O economista Francisco Lafaiete Lopes, conhecido como Chico Lopes, faleceu aos 81 anos no Rio de Janeiro. A morte ocorreu nesta sexta-feira (08/05) durante internação no Hospital Pró-Cardíaco. Lopes foi ex-presidente do Banco Central e participou da elaboração de planos econômicos que marcaram a história brasileira.
O economista deixa um legado de participação em debates centrais sobre economia brasileira e política econômica que atravessaram décadas.
Chico Lopes graduou-se em economia pela UFRJ. Cursou mestrado na EPGE da FGV do Rio, instituição reconhecida como berço do pensamento acadêmico de linhagem neoclássica e ortodoxa na teoria econômica nacional. Completou sua formação com doutorado na Universidade Harvard, nos Estados Unidos.

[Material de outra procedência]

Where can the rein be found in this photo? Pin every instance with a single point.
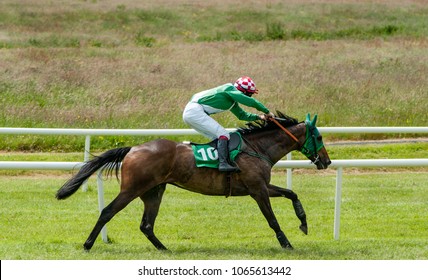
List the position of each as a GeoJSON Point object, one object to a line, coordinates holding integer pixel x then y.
{"type": "Point", "coordinates": [285, 130]}
{"type": "Point", "coordinates": [317, 157]}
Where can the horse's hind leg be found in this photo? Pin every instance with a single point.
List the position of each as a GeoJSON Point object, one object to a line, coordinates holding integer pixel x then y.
{"type": "Point", "coordinates": [275, 191]}
{"type": "Point", "coordinates": [152, 200]}
{"type": "Point", "coordinates": [120, 202]}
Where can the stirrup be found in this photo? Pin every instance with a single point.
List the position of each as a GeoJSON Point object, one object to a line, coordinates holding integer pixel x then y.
{"type": "Point", "coordinates": [226, 167]}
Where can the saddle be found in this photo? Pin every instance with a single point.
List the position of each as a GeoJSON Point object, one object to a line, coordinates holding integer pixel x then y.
{"type": "Point", "coordinates": [206, 155]}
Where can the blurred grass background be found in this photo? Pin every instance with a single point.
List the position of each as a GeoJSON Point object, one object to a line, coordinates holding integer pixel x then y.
{"type": "Point", "coordinates": [126, 64]}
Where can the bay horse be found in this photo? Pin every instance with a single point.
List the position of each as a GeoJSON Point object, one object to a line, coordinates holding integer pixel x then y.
{"type": "Point", "coordinates": [146, 169]}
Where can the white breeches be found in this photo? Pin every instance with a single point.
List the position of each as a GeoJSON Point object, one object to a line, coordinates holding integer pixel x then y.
{"type": "Point", "coordinates": [195, 116]}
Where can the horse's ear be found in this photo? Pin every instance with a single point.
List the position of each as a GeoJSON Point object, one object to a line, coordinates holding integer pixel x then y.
{"type": "Point", "coordinates": [314, 121]}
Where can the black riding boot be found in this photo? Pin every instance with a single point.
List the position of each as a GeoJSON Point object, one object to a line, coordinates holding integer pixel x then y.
{"type": "Point", "coordinates": [223, 152]}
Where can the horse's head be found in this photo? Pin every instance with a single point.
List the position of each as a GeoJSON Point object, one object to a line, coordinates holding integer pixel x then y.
{"type": "Point", "coordinates": [313, 147]}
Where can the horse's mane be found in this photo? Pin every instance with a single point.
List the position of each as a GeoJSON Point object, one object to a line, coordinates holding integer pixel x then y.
{"type": "Point", "coordinates": [259, 126]}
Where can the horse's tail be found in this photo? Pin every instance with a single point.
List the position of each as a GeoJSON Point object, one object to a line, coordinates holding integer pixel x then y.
{"type": "Point", "coordinates": [109, 160]}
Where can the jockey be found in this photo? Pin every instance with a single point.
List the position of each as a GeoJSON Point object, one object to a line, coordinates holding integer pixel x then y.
{"type": "Point", "coordinates": [226, 97]}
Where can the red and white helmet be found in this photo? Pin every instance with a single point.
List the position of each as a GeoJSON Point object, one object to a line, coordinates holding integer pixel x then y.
{"type": "Point", "coordinates": [246, 85]}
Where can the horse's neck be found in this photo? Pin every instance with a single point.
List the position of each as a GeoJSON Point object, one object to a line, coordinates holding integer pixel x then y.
{"type": "Point", "coordinates": [275, 144]}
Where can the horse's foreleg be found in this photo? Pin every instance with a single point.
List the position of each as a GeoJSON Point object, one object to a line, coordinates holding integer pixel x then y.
{"type": "Point", "coordinates": [262, 199]}
{"type": "Point", "coordinates": [120, 202]}
{"type": "Point", "coordinates": [275, 191]}
{"type": "Point", "coordinates": [152, 200]}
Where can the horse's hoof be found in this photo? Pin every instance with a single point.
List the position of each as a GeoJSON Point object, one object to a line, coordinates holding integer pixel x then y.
{"type": "Point", "coordinates": [288, 247]}
{"type": "Point", "coordinates": [304, 228]}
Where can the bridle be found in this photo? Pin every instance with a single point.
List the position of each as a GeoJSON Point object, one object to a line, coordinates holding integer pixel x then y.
{"type": "Point", "coordinates": [302, 147]}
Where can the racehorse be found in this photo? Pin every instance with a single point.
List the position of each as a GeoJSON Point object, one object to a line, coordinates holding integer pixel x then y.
{"type": "Point", "coordinates": [146, 169]}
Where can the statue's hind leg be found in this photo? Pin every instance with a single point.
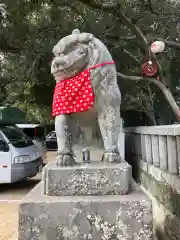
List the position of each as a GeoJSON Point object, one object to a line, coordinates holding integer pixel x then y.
{"type": "Point", "coordinates": [109, 123]}
{"type": "Point", "coordinates": [64, 141]}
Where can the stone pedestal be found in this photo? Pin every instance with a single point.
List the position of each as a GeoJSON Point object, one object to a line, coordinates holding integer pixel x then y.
{"type": "Point", "coordinates": [82, 202]}
{"type": "Point", "coordinates": [87, 179]}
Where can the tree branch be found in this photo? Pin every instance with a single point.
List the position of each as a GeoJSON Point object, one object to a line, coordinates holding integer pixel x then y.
{"type": "Point", "coordinates": [116, 9]}
{"type": "Point", "coordinates": [167, 93]}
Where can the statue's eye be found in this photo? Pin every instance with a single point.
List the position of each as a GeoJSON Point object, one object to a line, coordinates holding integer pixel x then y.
{"type": "Point", "coordinates": [81, 51]}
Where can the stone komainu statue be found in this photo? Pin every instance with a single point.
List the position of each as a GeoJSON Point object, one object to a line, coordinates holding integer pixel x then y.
{"type": "Point", "coordinates": [86, 80]}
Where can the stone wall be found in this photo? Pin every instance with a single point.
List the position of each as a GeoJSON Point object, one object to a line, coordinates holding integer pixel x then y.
{"type": "Point", "coordinates": [154, 153]}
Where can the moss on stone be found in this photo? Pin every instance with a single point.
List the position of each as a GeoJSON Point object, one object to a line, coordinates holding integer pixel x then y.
{"type": "Point", "coordinates": [164, 193]}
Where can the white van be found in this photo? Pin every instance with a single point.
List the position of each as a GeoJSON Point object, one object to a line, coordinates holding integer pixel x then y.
{"type": "Point", "coordinates": [36, 133]}
{"type": "Point", "coordinates": [20, 158]}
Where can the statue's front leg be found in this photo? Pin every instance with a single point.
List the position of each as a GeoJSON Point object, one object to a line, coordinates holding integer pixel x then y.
{"type": "Point", "coordinates": [109, 123]}
{"type": "Point", "coordinates": [65, 155]}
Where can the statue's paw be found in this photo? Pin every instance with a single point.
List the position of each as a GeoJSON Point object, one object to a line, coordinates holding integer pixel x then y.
{"type": "Point", "coordinates": [65, 160]}
{"type": "Point", "coordinates": [111, 157]}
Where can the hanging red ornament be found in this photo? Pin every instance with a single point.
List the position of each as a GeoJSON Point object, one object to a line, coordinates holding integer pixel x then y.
{"type": "Point", "coordinates": [149, 68]}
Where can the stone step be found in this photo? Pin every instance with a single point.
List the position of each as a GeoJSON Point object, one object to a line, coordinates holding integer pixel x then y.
{"type": "Point", "coordinates": [95, 178]}
{"type": "Point", "coordinates": [85, 217]}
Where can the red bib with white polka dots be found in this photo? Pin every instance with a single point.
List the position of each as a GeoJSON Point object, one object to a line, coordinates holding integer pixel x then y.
{"type": "Point", "coordinates": [74, 94]}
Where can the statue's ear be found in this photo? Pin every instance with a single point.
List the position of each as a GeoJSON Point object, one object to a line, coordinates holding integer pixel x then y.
{"type": "Point", "coordinates": [75, 31]}
{"type": "Point", "coordinates": [85, 37]}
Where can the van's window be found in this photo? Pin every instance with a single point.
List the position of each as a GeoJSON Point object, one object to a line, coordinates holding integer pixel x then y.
{"type": "Point", "coordinates": [15, 136]}
{"type": "Point", "coordinates": [3, 145]}
{"type": "Point", "coordinates": [34, 133]}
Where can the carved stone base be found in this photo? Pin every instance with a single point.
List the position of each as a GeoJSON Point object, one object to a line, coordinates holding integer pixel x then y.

No fim dos anos 1970, fundou o programa de pós-graduação do Departamento de Economia da PUC-Rio. Nesse período, convidou economistas que posteriormente teriam papéis relevantes na economia brasileira para integrar o departamento. Entre eles estavam Edmar Bacha e Pedro Malan.
O economista esteve envolvido na elaboração do Plano Cruzado, implementado em 1986. Participou também do Plano Bresser, de 1988. Durante esse período, teve atuações no governo. Trabalhou no Instituto de Pesquisa Econômica Aplicada (Ipea) em 1979.
Lopes não participou diretamente do governo Itamar Franco. Foi consultado pela equipe de economistas responsável pela elaboração do Plano Real. Esse plano estabeleceu medidas que estabilizaram a hiperinflação que atingia o país em 1994. Sua proximidade com Edmar Bacha e Pedro Malan, integrantes da equipe do Plano Real, facilitou essa colaboração.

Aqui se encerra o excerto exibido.